Eu sou a pessoa mais favorável à imigração que conheço - a mistura é mais interessante, para mim, que a depuração. Além disso, estava atrás desse restaurante especificamente há tempos, mas não consegui ficar à vontade lá. Sei que a comida e o ambiente em que você não fala nem "oi" na língua dos locais ajuda. Mas, mesmo na Índia, me sentia mais "em casa". Na Índia, me pareceu, os indianos são mais friendlies.

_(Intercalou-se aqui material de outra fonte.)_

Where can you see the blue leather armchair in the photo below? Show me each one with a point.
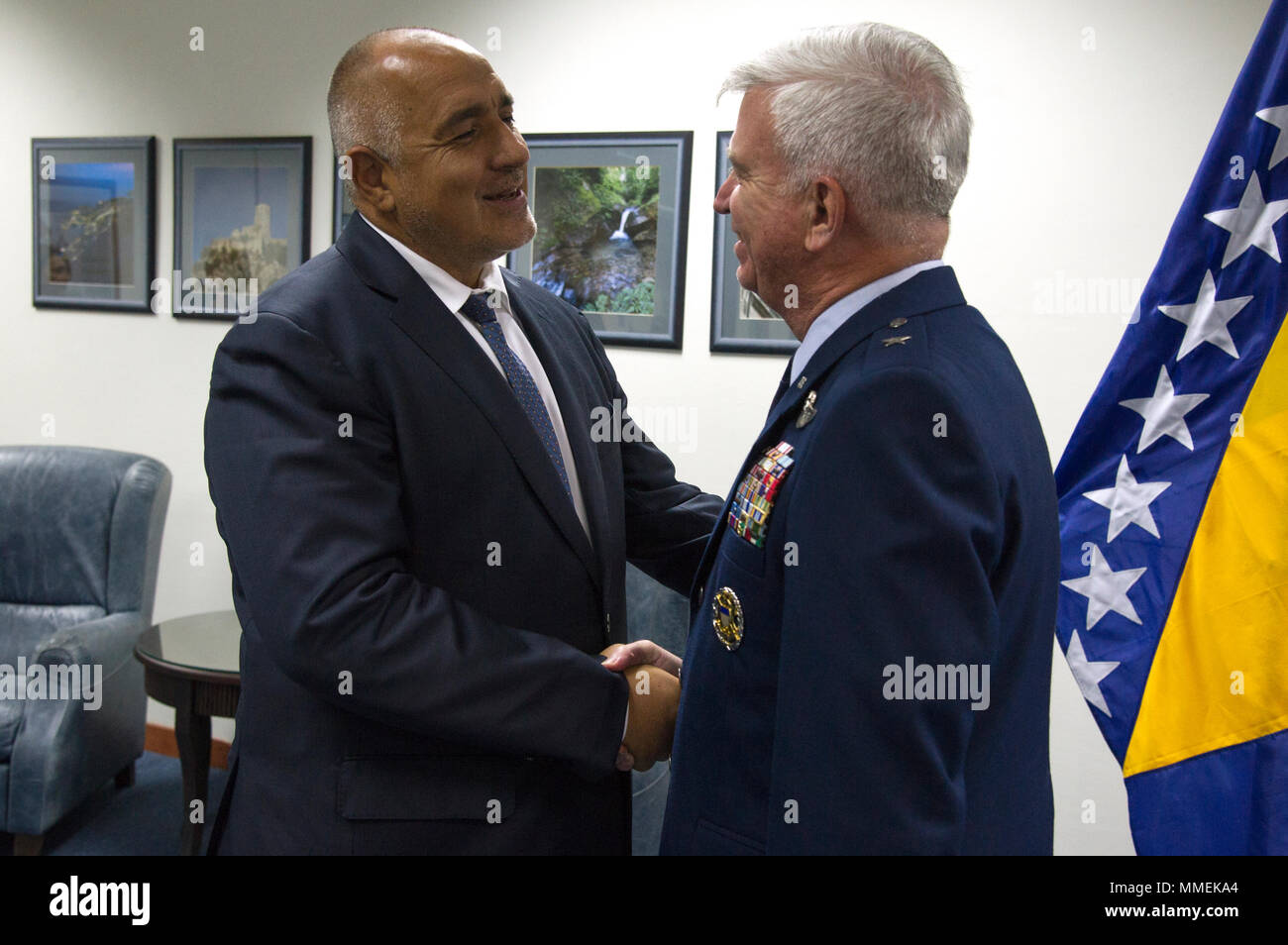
(80, 541)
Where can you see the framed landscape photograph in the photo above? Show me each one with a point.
(342, 207)
(612, 222)
(93, 223)
(241, 219)
(739, 319)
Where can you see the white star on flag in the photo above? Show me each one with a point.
(1206, 318)
(1164, 412)
(1106, 588)
(1089, 675)
(1128, 501)
(1276, 116)
(1250, 223)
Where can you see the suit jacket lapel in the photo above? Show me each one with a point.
(926, 291)
(436, 331)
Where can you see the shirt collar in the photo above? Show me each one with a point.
(450, 290)
(841, 310)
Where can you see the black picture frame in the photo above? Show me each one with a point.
(93, 223)
(342, 207)
(613, 279)
(235, 187)
(732, 330)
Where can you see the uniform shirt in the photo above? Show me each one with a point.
(838, 312)
(452, 293)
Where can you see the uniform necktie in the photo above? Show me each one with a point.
(477, 309)
(782, 385)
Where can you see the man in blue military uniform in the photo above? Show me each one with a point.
(870, 657)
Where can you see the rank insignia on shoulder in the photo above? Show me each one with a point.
(726, 618)
(748, 515)
(807, 409)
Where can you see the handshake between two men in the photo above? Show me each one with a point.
(652, 675)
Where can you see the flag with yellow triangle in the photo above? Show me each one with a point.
(1173, 502)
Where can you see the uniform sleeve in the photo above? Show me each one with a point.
(897, 522)
(304, 477)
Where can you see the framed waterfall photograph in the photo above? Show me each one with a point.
(739, 319)
(612, 224)
(93, 223)
(241, 219)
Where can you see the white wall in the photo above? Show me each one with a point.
(1081, 158)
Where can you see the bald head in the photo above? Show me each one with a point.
(373, 88)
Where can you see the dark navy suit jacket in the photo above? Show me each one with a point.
(417, 597)
(917, 522)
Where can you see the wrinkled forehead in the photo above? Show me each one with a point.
(433, 80)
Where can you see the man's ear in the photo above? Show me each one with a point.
(370, 179)
(827, 207)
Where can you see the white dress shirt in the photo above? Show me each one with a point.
(841, 310)
(452, 293)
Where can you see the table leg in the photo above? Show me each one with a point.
(192, 733)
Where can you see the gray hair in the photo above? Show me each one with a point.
(879, 108)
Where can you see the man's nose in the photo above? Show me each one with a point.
(514, 150)
(722, 194)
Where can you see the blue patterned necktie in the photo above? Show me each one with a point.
(477, 309)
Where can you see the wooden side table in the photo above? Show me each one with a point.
(192, 664)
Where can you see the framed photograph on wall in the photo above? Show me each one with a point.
(241, 219)
(739, 319)
(93, 223)
(612, 217)
(342, 207)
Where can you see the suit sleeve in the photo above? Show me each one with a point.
(897, 522)
(304, 476)
(668, 522)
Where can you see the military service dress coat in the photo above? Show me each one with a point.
(870, 657)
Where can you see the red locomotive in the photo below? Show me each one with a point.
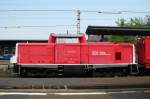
(72, 55)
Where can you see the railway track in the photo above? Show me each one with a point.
(73, 83)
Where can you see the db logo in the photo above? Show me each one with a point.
(97, 53)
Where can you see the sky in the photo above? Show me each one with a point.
(61, 22)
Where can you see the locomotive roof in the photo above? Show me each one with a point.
(68, 35)
(111, 30)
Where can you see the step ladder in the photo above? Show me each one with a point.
(60, 70)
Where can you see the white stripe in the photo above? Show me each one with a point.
(122, 92)
(22, 93)
(88, 93)
(147, 91)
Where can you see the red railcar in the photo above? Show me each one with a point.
(143, 52)
(71, 54)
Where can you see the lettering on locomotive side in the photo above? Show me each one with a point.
(98, 53)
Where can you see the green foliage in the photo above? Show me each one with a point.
(132, 22)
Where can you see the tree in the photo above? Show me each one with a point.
(132, 22)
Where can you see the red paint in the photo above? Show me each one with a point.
(75, 53)
(143, 51)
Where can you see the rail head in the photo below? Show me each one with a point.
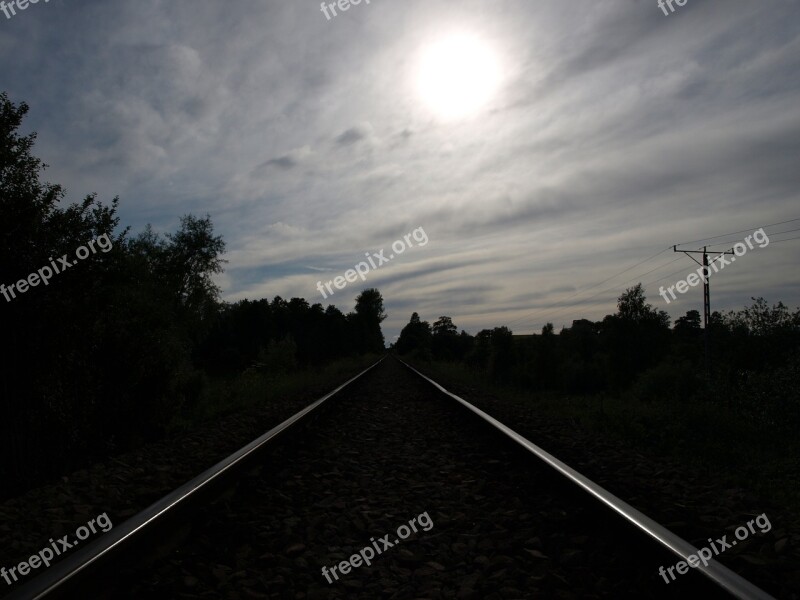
(721, 575)
(61, 573)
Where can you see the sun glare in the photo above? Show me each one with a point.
(458, 75)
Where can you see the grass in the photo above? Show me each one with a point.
(713, 440)
(224, 396)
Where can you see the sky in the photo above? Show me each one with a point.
(551, 152)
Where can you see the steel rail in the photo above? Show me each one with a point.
(721, 575)
(60, 573)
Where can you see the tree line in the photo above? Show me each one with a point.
(105, 355)
(755, 366)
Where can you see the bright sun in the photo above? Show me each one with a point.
(458, 75)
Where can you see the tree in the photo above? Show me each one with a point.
(368, 316)
(415, 336)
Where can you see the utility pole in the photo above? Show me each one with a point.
(706, 296)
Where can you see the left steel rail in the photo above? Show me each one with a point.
(79, 565)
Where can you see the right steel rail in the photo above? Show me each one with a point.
(728, 580)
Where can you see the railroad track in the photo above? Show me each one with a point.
(449, 502)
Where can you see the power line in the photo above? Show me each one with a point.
(776, 233)
(556, 309)
(608, 289)
(735, 232)
(525, 317)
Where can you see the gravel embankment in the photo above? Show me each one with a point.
(388, 451)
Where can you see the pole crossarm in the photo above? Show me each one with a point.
(706, 264)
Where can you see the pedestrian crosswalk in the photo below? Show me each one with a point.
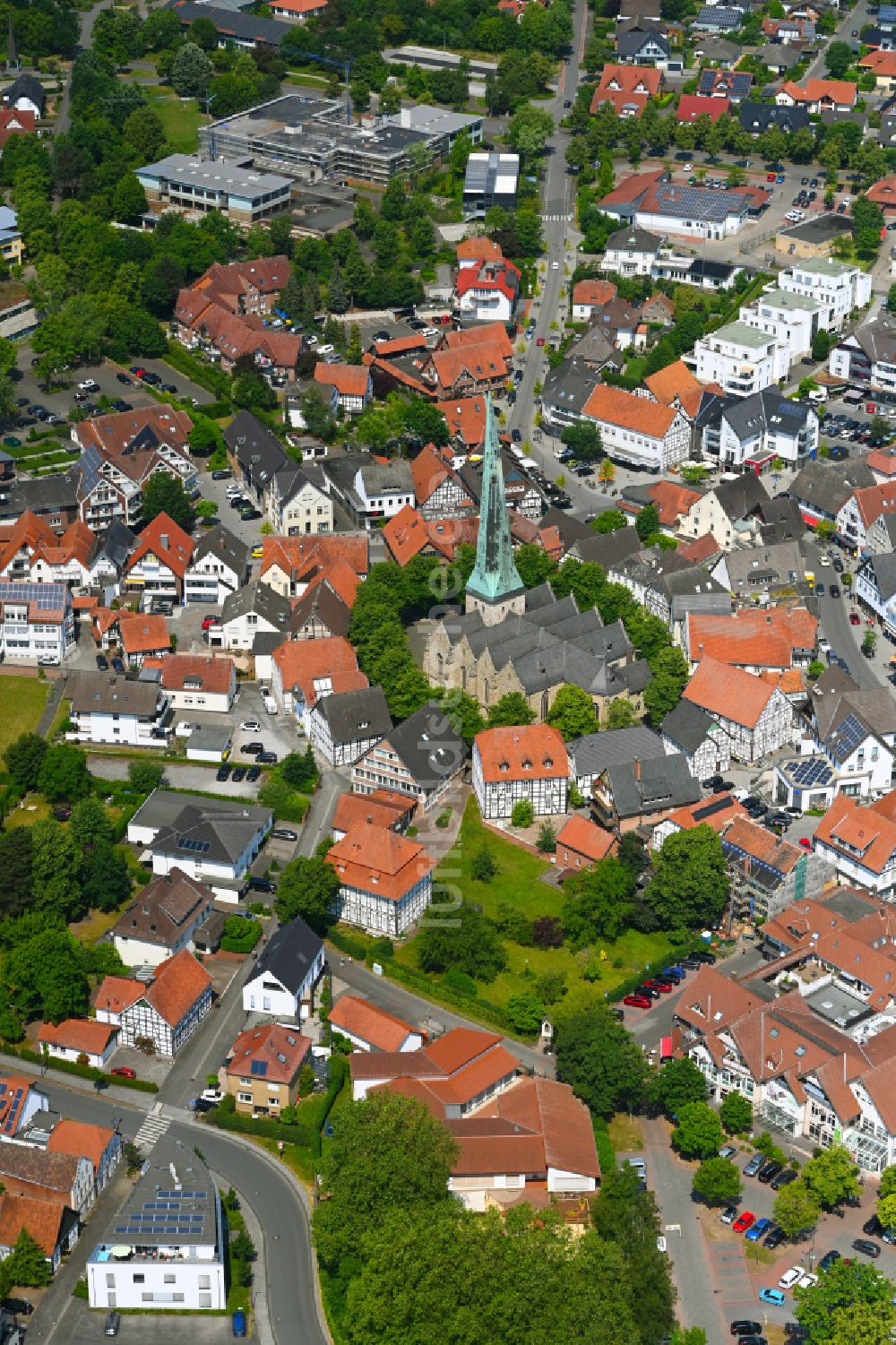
(151, 1132)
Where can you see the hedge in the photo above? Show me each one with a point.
(306, 1134)
(72, 1067)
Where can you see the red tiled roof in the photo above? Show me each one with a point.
(728, 693)
(375, 1025)
(377, 859)
(78, 1035)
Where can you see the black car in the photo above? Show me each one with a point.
(262, 884)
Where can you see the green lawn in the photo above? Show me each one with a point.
(518, 884)
(179, 116)
(23, 700)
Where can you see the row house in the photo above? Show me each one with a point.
(164, 1011)
(118, 455)
(117, 711)
(345, 725)
(636, 431)
(740, 359)
(158, 566)
(418, 759)
(385, 880)
(755, 714)
(218, 566)
(37, 622)
(291, 564)
(513, 764)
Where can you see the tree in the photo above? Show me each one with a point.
(145, 775)
(89, 823)
(24, 757)
(190, 72)
(598, 901)
(308, 888)
(691, 880)
(483, 867)
(718, 1181)
(461, 940)
(164, 494)
(678, 1083)
(647, 522)
(847, 1288)
(64, 773)
(839, 58)
(388, 1153)
(525, 1013)
(600, 1062)
(522, 814)
(509, 711)
(831, 1176)
(572, 711)
(27, 1264)
(796, 1210)
(104, 877)
(737, 1114)
(699, 1132)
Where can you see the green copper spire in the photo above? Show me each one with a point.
(494, 588)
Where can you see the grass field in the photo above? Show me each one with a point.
(179, 116)
(518, 884)
(23, 700)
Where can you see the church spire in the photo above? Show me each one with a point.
(494, 588)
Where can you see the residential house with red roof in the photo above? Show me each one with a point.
(353, 384)
(518, 1140)
(628, 89)
(755, 714)
(166, 1011)
(264, 1067)
(99, 1145)
(370, 1028)
(582, 842)
(158, 564)
(523, 763)
(818, 96)
(636, 431)
(385, 880)
(80, 1040)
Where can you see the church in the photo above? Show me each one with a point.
(512, 639)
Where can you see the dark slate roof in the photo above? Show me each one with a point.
(322, 603)
(356, 714)
(428, 746)
(592, 754)
(686, 725)
(655, 784)
(756, 117)
(262, 599)
(256, 448)
(227, 547)
(289, 955)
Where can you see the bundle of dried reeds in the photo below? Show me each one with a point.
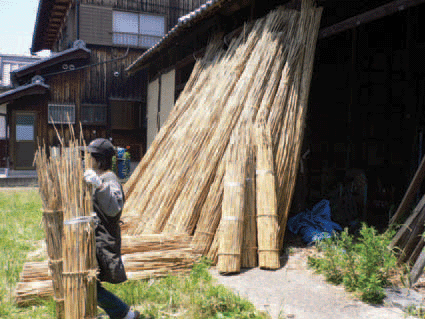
(139, 265)
(197, 78)
(267, 219)
(199, 128)
(78, 245)
(249, 245)
(49, 188)
(233, 206)
(261, 96)
(291, 136)
(154, 242)
(186, 211)
(159, 159)
(35, 271)
(31, 292)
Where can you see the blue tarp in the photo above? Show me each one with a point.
(314, 224)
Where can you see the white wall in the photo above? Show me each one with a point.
(167, 95)
(165, 89)
(152, 111)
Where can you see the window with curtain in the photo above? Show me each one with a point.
(94, 114)
(137, 29)
(61, 114)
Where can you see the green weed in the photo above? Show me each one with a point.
(190, 296)
(363, 264)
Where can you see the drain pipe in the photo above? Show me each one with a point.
(77, 17)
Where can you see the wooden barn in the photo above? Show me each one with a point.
(364, 134)
(83, 81)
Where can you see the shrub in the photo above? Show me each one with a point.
(363, 264)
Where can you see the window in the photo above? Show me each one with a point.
(93, 114)
(137, 29)
(2, 127)
(61, 114)
(7, 68)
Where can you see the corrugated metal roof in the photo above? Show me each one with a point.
(183, 22)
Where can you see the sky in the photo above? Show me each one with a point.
(17, 20)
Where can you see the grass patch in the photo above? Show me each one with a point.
(191, 296)
(188, 296)
(20, 233)
(363, 264)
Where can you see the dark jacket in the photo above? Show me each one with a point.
(108, 201)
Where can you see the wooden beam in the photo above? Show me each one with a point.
(411, 192)
(369, 16)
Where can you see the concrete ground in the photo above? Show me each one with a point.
(295, 291)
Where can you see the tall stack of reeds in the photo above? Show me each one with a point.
(264, 77)
(48, 182)
(249, 245)
(233, 207)
(267, 219)
(78, 245)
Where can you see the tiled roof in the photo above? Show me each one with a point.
(183, 23)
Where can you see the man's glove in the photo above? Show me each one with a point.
(91, 177)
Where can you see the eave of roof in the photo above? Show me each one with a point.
(73, 53)
(184, 22)
(24, 90)
(46, 27)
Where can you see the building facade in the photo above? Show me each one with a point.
(84, 81)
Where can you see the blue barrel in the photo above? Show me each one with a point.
(120, 162)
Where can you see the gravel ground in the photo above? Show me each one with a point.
(295, 291)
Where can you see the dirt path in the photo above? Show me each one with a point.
(295, 291)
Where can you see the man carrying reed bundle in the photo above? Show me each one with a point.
(108, 201)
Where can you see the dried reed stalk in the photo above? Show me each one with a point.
(49, 188)
(291, 140)
(249, 245)
(233, 206)
(190, 90)
(78, 245)
(267, 219)
(29, 293)
(154, 242)
(210, 215)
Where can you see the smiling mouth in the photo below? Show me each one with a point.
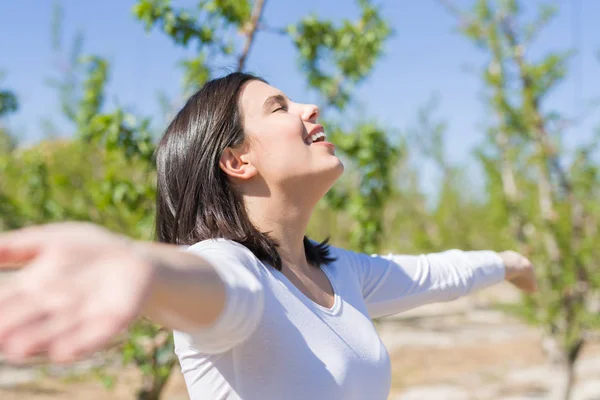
(316, 137)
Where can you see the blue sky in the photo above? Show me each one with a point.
(424, 56)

É claro que essa é uma conclusão premeditada, baseada em absolutamente uma única experiência em que levo em consideração apenas um universo pequeno de pessoas e hábitos para fazer uma comparação injusta. Porém, acredito que é exatamente assim que nascem os preconceitos: tirando conclusões premeditadas; fazendo julgamentos desnecessários; se colocando no centro de um mundo metafórico, em que as suas certezas são melhores que as de outros, principalmente se os outros forem de olhos puxados ou tiverem a cor da pele diferente, ou ainda, e horror dos horrores, sotaque de uma determinada região do país.
Não acho que eles têm que se adaptar à nossa maneira de viver [e qual é a nossa maneira de viver?], nem nós precisamos tentar integrá-los aos nossos costumes, quiçá somos obrigados a frequentar os seus restaurantes. Sou favorável de todos exercerem suas individualidades livremente, desde que não interfira na individualidade e na integridade física e moral de outrem, claro.
Se vou ao restaurante chinês, vou porque gosto de conhecer o diferente de mim, o que nunca tinha pensado, me surpreender com gostos completamente exóticos [penso agora no tacacá paraense: dois sabores novos para mim em um mesmo prato]. A primeira experiência foi ruim, mas não traumática. Não dá para chegar a qualquer conclusão, assim. Por isso, já pensei em voltar lá e provar outros pratos. Alguma sugestão?